35 Jahre später, im Oktober 2000 entrümpelte ich für einen Kunden einen Materialschuppen. Hinter einem Durchgang zu einem zweiten Raum steht - nein - die gibt es doch gar nicht mehr - ich glaub es nicht: Eine I s e t t a !!!!! "Ach, du siehst ja aus, wie ein altes gerupftes Huhn" denke ich bei mir und streichele Isettchen über das knubbelige Dach. Die aus Lübeck damals - die sah aber viel schöner aus. Dabei vergesse ich, daß ich selbst nach so vielen Jahrzehnten auch meine Schrammen und Kerben abbekommen habe. Kurzum: An diesem Autochen hängt Herzblut - ich will - nein- ich m u ß dieses Auto haben.
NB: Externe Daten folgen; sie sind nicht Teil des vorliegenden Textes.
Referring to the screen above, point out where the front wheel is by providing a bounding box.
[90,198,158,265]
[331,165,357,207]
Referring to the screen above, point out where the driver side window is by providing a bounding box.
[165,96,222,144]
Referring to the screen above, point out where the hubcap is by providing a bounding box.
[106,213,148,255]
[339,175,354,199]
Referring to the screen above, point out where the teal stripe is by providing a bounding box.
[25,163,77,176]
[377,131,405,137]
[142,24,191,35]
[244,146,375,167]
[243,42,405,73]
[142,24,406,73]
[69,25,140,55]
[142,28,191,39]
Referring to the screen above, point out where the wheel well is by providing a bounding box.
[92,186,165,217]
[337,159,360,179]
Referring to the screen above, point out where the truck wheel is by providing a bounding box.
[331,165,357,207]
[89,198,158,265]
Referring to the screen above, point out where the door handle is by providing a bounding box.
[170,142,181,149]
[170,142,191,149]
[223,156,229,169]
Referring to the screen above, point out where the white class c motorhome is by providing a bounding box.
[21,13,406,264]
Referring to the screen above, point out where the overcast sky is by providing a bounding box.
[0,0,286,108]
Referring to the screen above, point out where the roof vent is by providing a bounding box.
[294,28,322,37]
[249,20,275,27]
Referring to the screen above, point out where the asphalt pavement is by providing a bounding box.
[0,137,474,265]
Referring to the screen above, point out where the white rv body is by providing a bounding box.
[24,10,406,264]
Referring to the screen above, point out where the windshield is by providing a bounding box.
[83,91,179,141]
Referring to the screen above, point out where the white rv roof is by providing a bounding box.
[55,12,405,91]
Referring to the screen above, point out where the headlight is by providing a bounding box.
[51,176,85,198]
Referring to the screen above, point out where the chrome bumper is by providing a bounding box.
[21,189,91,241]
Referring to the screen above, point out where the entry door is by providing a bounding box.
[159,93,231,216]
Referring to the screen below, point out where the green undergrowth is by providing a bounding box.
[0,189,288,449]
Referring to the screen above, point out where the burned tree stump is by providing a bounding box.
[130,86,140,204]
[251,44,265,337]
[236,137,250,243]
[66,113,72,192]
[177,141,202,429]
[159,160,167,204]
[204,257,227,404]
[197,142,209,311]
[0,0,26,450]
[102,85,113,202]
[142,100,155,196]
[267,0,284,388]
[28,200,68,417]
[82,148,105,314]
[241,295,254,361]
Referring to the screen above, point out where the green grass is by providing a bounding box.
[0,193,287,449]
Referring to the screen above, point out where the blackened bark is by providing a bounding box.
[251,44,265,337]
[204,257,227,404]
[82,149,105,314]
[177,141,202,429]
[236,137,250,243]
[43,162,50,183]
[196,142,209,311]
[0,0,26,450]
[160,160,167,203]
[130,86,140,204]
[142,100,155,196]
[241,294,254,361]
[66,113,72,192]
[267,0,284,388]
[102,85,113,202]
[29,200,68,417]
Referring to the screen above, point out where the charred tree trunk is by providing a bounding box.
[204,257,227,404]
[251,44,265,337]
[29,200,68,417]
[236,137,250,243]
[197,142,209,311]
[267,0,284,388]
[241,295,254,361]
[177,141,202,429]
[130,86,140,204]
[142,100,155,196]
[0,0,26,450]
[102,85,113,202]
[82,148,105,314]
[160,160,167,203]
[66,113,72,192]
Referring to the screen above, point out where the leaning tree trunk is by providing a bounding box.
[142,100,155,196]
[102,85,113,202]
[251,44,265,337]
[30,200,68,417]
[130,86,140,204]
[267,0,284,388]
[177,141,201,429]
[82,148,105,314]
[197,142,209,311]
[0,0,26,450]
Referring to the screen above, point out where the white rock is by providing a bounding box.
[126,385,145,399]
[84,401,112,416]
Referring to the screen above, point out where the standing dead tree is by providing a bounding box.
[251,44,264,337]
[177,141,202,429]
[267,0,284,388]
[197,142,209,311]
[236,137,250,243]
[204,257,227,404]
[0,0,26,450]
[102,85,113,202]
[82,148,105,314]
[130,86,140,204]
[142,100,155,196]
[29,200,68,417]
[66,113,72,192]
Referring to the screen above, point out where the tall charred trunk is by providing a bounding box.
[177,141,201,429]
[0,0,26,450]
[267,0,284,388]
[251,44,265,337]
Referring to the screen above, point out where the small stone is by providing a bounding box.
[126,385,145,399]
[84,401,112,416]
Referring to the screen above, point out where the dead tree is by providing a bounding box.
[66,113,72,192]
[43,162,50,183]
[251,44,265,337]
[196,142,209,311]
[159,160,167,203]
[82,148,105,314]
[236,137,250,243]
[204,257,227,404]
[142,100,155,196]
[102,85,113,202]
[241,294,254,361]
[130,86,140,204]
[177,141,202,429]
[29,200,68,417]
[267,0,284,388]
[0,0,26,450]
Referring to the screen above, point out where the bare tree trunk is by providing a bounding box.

Einen Rolls- Royce kann man vielleicht mögen - eine Isetta aber muß man lieben!!! Ich will nicht sterben, bevor ich noch einmal Besitzer, Fahrer, Pfleger, Liebhaber einer Isetta gewesen bin.
So sprach ich also die Besitzerin, eine junge Frau, wegen der Isetta an. "Der Wagen gehörte dem verstorbenen Opa und ist ein Andenken - und wenn überhaupt - ist er unter 3.500 DM nicht zu haben." Hier war wieder gnadenloses Feilschen angesagt .Mancher arabische Kamelmilchhändler im Basar hätte nun seinen Meister gefunden. Es kostete zwei weitere Besuche bei der Besitzerin wegen des Verkaufes.Beim letzten Besuch und meinem Hinweis auf Isettchen damals - und Evelyn- und daß ich für eine Isetta nie mehr als 1.000 DM ausgebe, wurden wir uns dann nach dem dritten Cola-Whisky einig: für 1.000 DM!!! Natürlich habe ich einiges repariert ... - und ich gebe sie nun nie mehr her. Sie war mein erstes Auto, und sie wird mein letztes Auto sein. Wenn ich mich zu einer Ausfahrt ins Isettchen setzte, denke ich manchmal an Wimpern, an Petticoats und an Nylonstrümpfe - einfach an Evelyn. Wo sie heute wohl ist - was sie wohl macht - wie es ihr geht? Ach - wie war es doch schön - damals. Die auf dem Foto abgebildete Isetta ist meine letzte - das "gerupfte Huhn" - und befindet sich regelmäßig im Alltagseinsatz. Solange ich Auto fahren kann, werde ich ihr die Treue halten.